The Royal Tenenbaums

Directed by Wes Anderson

(Gene Hackman, Owen Wilson, Ben Stiller, Gwyneth Paltrow)

R

 

 

As far as eagerly anticipated films go this year, The Royal Tenenbaums rides high among the non-adaptation group. Sure, Potter and Lord are sure stealing the fire from Wes Anderson’s latest venture, but for those who adore Bottle Rocket and Rushmore, The Royal Tenenbaums is akin to the rebirth of the phoenix.

The story revolves around the Tenenbaum family, namely the parents Royal and Etheline, and their three children, Richie, Chas and Margot. Early in their lives, the Tenenbaum progeny all flirted with glimmers of genius in very unique fields. Yet, their father Royal, in one way or another, through lack of support or intellectual degrading, fucked up their lives. The film flashes forward 22 years when all family members are reunited in the same Upper West Side brownstone in New York to collect their respective poise and confront the dysfunctional eccentricity within their family. They must cope with each other and their estranged father as the film plays out the ensuing melodrama with splashes of Cimmerian humor.

There’s something almost Kubrickian about Wes Anderson. His attention to minutia, meticulous cinematography and use of vivid color are all characteristics of the sage-like Stanley Kubrick. There’s an immediate sense that every frame in the film could act as a still, a portrait representing the entire film. With Anderson, there’s no improvisation. Details, once hammered out by the director, are integrally immutable. Lighting and actor placement are marked out almost theatrically. The Royal Tenenbaums is by far the most intricately astute film in the three-film library of Anderson’s work. The yearbook motif used in Rushmore is once again utilized here as the characters are introduced with their name brandished across them in bold, white font. Anderson takes this concept one step further, separating the stories into literal chapters each accompanied by their own wood-carved picture.
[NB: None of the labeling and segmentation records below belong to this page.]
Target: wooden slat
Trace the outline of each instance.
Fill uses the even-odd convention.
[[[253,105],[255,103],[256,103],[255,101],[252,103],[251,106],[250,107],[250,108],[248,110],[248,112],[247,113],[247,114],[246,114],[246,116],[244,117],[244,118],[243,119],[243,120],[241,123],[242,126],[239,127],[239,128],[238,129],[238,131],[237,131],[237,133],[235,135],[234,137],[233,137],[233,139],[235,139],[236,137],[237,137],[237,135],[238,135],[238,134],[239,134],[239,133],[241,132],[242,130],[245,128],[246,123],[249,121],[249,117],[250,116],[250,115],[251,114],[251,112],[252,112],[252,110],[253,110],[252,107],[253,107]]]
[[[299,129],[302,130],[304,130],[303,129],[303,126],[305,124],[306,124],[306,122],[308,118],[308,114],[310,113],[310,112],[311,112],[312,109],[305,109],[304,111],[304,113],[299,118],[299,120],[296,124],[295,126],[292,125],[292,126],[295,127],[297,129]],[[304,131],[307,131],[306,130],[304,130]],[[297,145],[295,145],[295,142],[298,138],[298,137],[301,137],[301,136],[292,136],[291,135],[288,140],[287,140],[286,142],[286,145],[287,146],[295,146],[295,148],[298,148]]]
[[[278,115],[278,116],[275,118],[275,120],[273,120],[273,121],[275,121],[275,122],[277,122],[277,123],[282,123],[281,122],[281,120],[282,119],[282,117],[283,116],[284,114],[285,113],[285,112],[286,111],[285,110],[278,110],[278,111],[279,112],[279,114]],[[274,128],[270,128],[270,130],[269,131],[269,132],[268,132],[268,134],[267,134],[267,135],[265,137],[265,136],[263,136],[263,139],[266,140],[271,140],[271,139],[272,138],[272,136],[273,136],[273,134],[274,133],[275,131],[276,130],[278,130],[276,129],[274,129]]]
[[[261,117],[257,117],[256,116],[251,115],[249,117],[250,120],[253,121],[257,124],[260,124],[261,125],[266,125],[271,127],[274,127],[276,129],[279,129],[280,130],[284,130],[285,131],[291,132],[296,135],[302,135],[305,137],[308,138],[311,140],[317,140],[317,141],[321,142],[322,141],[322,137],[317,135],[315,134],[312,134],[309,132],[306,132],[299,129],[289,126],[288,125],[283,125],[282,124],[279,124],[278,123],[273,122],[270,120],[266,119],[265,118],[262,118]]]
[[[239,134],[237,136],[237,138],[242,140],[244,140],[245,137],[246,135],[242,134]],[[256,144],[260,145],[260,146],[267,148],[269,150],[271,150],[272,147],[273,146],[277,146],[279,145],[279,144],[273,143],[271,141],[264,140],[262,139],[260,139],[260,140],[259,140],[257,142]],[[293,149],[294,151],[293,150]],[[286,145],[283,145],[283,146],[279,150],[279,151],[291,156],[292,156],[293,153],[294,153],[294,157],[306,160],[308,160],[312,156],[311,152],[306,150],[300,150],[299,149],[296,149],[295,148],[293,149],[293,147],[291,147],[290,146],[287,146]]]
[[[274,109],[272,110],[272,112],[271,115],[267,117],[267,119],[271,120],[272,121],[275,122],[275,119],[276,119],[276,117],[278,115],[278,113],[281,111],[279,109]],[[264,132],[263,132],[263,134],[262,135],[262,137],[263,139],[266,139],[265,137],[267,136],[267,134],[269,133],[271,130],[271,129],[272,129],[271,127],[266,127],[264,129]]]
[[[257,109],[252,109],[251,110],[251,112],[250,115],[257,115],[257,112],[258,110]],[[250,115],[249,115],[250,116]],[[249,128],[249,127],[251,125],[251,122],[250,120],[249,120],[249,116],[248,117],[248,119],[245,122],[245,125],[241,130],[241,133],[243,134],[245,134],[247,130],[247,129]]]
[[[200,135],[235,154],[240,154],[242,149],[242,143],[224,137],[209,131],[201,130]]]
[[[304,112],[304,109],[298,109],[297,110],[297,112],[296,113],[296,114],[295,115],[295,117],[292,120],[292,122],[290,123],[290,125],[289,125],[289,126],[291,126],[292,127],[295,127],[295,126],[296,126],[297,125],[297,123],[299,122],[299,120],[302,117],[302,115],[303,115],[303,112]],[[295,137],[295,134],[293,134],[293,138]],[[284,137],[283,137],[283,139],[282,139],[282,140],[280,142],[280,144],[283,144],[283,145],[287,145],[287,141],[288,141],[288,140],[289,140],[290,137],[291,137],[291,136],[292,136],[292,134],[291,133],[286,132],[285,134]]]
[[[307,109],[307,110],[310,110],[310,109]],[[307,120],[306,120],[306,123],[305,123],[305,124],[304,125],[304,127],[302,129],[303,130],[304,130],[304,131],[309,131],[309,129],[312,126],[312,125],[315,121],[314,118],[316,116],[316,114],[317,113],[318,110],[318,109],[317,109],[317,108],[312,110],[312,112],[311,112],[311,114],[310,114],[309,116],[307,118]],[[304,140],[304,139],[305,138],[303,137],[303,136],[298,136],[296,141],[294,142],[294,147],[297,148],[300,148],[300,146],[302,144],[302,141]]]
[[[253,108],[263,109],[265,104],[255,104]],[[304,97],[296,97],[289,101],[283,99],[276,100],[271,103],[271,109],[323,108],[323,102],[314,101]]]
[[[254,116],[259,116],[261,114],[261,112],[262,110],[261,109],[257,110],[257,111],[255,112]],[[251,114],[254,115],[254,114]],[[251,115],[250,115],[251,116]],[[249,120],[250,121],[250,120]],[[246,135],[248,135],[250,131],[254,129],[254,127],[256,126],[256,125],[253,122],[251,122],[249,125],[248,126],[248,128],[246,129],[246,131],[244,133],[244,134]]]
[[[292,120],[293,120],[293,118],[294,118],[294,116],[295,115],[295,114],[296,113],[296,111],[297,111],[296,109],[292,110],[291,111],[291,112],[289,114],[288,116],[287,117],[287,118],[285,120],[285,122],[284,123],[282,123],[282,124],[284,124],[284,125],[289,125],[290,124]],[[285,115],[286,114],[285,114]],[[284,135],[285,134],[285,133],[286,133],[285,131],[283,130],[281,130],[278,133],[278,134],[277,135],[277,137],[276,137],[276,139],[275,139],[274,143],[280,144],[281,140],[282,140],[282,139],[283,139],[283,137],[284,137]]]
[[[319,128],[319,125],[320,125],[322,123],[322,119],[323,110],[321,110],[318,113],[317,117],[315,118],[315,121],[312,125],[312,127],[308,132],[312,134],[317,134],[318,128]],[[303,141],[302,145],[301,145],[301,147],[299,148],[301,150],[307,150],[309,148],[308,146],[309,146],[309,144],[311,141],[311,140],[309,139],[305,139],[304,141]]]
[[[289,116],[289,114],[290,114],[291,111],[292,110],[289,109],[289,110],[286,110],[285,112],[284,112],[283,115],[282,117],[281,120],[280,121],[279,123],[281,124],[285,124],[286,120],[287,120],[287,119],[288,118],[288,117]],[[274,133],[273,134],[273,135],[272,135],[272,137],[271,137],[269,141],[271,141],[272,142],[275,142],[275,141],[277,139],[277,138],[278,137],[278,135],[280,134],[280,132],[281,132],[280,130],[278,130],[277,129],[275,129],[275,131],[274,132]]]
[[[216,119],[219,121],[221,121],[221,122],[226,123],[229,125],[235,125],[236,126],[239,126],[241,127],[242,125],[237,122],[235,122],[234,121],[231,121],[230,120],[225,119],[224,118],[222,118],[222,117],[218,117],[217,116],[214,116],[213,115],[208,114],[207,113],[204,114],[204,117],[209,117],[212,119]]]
The virtue and innocence of Bottle Rocket and Rushmore has faded. The Royal Tenenbaums is in truth a very poignant look at a dysfunctional, self-persecuting family. And while I can’t remember more than a handful of moments when the characters themselves laugh, peering omnisciently in on the witty flair of the Tenenbaum family elicits an armada of humor.

-S.M.

The Royal Tenenbaums opens Friday, Jan. 21 at the Uptown Theatre.